In radio receiver design you have an LNA, low noise amplifier, as the first stage. It's designed for low noise and to be linear. Idea is take the energy from the antenna and amplify it with as little noise and cross modulation as possible[1].
[1] If the amp is non linear you end up folding out of band signals into your band of interest.
Has anyone worked out what happened to NwAvGuy yet? Afaik he never posted anything about taking a break or going away for a while. Given his pseudonym was totally anonymous I can only speculate - he could be dead or in prison or something...
I was messing about with contact microphones last year and very much akin area to guitar amps as high-impedance, so very much the same issues.
If you run on batteries you will find it works best, as with anything mains, you will want a good ground.

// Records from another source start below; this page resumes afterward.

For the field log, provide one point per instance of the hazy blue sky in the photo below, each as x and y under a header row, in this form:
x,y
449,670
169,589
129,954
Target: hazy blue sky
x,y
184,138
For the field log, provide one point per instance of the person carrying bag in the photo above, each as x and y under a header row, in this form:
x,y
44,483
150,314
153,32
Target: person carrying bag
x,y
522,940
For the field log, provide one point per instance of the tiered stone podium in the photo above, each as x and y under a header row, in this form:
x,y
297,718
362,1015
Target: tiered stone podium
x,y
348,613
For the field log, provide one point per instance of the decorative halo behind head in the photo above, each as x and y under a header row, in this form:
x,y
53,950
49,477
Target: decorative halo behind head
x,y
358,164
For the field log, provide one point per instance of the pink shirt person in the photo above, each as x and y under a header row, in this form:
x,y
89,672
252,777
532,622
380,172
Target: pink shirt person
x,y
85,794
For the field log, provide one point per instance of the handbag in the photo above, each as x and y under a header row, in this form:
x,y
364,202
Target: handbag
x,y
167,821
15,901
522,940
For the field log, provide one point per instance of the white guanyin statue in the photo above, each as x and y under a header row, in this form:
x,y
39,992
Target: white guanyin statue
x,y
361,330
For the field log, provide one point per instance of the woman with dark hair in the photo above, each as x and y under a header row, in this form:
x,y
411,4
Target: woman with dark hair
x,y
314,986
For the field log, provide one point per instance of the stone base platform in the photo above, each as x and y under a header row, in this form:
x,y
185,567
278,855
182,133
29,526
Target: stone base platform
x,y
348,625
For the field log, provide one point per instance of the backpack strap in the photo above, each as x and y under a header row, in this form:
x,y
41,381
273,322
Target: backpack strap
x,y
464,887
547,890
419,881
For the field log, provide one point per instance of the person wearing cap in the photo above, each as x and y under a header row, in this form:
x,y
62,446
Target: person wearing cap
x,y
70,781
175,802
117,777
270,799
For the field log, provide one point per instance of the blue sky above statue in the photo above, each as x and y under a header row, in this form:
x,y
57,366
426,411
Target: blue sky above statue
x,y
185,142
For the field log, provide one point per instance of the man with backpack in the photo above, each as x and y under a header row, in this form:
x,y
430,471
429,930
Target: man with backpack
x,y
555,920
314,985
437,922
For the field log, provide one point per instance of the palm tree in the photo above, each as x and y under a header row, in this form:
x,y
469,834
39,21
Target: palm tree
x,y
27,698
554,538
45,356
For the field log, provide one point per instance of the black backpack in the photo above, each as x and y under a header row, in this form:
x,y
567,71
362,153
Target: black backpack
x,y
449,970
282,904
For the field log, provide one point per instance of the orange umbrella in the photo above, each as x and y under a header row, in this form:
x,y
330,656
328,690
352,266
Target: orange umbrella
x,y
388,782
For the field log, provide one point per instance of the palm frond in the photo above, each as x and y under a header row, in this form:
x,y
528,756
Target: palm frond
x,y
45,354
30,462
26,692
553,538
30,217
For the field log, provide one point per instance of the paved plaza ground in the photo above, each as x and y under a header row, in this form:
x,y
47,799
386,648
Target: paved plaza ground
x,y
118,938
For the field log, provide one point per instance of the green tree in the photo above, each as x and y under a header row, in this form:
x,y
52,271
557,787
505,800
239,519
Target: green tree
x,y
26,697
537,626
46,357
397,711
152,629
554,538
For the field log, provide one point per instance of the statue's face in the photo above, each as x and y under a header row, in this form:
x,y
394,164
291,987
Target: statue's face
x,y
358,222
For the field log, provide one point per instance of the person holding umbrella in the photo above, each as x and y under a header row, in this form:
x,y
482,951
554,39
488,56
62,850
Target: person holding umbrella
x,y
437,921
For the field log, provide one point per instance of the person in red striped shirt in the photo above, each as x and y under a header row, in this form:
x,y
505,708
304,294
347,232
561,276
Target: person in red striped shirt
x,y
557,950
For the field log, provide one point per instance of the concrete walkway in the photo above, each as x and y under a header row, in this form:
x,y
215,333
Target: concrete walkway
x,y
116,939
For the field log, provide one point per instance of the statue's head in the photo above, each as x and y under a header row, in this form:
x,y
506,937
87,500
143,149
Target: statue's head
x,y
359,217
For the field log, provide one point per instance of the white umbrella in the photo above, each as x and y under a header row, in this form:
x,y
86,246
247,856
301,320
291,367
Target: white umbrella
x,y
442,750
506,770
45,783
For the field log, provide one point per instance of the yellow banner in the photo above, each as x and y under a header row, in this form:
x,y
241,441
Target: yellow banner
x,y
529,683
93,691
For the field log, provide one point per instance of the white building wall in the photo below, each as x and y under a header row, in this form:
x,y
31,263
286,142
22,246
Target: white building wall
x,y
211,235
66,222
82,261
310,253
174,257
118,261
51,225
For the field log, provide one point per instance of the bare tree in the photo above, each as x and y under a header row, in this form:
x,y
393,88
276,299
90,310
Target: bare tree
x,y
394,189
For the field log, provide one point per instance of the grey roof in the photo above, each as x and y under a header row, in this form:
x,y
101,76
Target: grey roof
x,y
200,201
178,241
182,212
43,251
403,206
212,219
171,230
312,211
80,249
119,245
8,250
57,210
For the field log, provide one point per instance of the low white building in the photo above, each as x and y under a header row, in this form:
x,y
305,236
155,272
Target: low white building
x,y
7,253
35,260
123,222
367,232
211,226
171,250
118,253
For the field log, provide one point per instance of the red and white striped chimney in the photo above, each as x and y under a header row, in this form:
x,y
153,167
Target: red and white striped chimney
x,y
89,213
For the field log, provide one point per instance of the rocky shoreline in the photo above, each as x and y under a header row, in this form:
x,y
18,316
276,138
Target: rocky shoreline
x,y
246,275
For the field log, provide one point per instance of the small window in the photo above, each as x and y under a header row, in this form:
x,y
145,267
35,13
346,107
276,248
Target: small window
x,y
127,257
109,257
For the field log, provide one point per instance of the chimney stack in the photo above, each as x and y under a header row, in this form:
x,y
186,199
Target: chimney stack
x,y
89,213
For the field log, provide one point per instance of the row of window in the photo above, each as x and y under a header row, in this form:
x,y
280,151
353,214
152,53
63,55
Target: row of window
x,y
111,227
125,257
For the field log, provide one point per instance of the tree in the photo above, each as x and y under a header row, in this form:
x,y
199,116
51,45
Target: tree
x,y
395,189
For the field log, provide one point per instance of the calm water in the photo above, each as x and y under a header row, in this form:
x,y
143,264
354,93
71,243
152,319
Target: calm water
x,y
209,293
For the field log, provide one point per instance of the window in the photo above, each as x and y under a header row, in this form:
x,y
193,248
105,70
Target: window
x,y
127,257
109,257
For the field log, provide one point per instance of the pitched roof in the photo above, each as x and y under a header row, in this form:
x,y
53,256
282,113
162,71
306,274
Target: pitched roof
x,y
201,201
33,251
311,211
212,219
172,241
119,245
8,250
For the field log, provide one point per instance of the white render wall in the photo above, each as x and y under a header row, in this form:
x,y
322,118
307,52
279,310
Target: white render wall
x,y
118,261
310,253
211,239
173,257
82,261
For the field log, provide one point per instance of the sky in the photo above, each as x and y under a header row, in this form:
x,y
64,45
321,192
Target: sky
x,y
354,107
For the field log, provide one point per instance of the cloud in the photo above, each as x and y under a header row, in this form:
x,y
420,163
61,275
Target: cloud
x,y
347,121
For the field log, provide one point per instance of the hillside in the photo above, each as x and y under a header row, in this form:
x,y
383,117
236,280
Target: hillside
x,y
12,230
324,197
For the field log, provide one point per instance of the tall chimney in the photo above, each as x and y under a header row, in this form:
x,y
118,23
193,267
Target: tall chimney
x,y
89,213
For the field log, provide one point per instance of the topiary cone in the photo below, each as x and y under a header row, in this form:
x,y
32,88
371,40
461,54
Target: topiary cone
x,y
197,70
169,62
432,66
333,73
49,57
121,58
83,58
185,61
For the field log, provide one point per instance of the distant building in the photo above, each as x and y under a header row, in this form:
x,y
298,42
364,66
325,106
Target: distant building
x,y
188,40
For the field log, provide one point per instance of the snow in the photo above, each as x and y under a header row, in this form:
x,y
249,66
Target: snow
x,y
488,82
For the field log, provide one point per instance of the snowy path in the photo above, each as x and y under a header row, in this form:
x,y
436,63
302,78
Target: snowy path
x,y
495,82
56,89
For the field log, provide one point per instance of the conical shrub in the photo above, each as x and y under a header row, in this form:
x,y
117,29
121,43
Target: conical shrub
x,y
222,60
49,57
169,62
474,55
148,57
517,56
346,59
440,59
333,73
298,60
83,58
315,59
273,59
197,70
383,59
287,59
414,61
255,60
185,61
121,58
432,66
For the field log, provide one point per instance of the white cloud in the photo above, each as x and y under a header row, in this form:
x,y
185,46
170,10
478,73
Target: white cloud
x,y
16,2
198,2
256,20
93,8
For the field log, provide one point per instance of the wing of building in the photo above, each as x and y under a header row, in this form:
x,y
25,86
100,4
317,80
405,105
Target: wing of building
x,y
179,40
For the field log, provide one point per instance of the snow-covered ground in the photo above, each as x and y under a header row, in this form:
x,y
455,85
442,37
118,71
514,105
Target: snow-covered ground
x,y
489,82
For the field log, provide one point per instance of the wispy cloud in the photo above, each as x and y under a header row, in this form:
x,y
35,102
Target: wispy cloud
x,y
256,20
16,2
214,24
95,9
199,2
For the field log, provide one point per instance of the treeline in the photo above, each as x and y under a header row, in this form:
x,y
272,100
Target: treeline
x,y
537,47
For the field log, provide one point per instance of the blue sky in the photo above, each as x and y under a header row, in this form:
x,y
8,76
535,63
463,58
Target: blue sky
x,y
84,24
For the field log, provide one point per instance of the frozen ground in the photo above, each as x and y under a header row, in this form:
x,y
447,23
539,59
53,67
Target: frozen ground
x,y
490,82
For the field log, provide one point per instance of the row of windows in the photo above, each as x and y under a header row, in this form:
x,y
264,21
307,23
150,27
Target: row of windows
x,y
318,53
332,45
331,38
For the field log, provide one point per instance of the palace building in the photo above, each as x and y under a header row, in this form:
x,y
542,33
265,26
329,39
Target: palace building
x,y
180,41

What I did find was that if you use peizo's back to back you can effect a balanced signal and that in itself helps immensely in eliminating much of the noise. You can also use a contact material sandwich in-between the piezo discs and effect how it works tone wise as well as become more zoned in the pick-up area.
But impedance matching is, as with guitars, very much key for pre-amps.
As for input levels and clipping - the rise of 32bit float has made a huge difference and means you can not worry about mic input levels at the ADC stage as much and normalise everything in post, sorting the levels out then without any fear of clipping at all.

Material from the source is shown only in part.